Net getiri oranı yüksektir.
G sınıfı gayrimenkul:
- Yüksek enerji maliyeti ile kiracının maliyet yükü artar.
- Kiralama süresi uzun, aidat / fatura yüksekliği nedeniyle talep düşer.
- Kira değeri örnek: 17.000 TL / ay
- İşletme gideri aylık: 1.200 TL / ay
Net getiri oranı düşer.
Emsal Karşılaştırma Yaklaşımı
Aynı bölgede satışta olan benzer nitelikteki mülkler üzerinden analiz yapılır.
- Alıcılar A sınıfı daireye enerji tasarrufu nedeniyle %5 prim ödemeye razı.
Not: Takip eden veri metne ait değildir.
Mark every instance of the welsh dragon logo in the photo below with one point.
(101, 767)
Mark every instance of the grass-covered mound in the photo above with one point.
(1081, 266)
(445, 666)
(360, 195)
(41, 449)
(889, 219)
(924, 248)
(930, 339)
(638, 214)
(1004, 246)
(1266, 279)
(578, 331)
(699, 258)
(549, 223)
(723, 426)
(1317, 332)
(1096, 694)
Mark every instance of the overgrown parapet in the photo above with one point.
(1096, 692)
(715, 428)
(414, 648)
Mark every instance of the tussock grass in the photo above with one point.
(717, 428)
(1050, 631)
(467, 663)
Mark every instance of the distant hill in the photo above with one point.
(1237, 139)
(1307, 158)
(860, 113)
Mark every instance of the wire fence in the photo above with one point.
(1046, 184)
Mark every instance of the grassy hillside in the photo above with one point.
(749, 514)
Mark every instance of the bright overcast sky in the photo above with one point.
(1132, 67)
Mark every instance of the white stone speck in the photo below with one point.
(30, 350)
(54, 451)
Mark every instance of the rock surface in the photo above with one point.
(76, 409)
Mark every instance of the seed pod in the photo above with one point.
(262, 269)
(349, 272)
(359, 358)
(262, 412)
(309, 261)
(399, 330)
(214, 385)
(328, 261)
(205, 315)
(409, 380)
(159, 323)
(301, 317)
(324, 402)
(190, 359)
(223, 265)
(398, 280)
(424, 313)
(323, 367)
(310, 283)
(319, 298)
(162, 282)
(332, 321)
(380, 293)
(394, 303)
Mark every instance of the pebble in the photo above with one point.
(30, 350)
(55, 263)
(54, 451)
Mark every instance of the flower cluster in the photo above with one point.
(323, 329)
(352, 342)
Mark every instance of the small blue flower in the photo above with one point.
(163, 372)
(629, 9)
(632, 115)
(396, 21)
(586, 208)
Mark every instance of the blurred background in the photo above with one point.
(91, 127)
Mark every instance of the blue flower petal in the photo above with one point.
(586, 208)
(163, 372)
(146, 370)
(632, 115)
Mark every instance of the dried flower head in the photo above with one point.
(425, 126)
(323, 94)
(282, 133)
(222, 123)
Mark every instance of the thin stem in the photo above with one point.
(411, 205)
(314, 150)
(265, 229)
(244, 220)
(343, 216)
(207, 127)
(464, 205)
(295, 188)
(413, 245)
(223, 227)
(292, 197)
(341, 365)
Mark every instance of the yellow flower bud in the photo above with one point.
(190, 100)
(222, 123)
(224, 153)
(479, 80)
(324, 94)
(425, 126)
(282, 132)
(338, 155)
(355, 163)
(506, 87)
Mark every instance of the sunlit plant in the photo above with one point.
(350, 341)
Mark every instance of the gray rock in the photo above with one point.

- G sınıfı daire için pazarlık oranı yüksek; enerji gideri nedeniyle %5 – 10 arası değer kaybı görülebilir.
Yüksek Enerji Verimli Binalar, Geleceğin Değil Bugünün Normudur
Netice itibarıyla, enerji kimlik belgesinin gayrimenkul değerlemesine olan etkisini yalnızca bir teknik belge boyutunda değil, finansal sistemin, çevresel sürdürülebilirliğin ve kullanıcı ekonomisinin birleştirici unsuru olarak ifade etmeye çalıştım. Şu gerçeği net şekilde görebiliyoruz: Enerji verimliliği yüksek binalar, geleceğin değil; artık bugünün normu hâline gelmiştir. Değerleme raporlarında enerji performansı, bankaların kredi politikalarında enerji sınıfı ve yatırımcıların karar süreçlerinde enerji gideri gibi kavramlar, artık ayrılmaz bir bütün oluşturuyor.
Bu konu; gayrimenkul sektörünün, finans dünyasının ve kamu politikalarının kesişim noktasında yer almakta olup, bu konuda doğru yaklaşımlarla değere odaklanmak değerleme uzmanları olarak bizler açısından büyük önem taşıyor.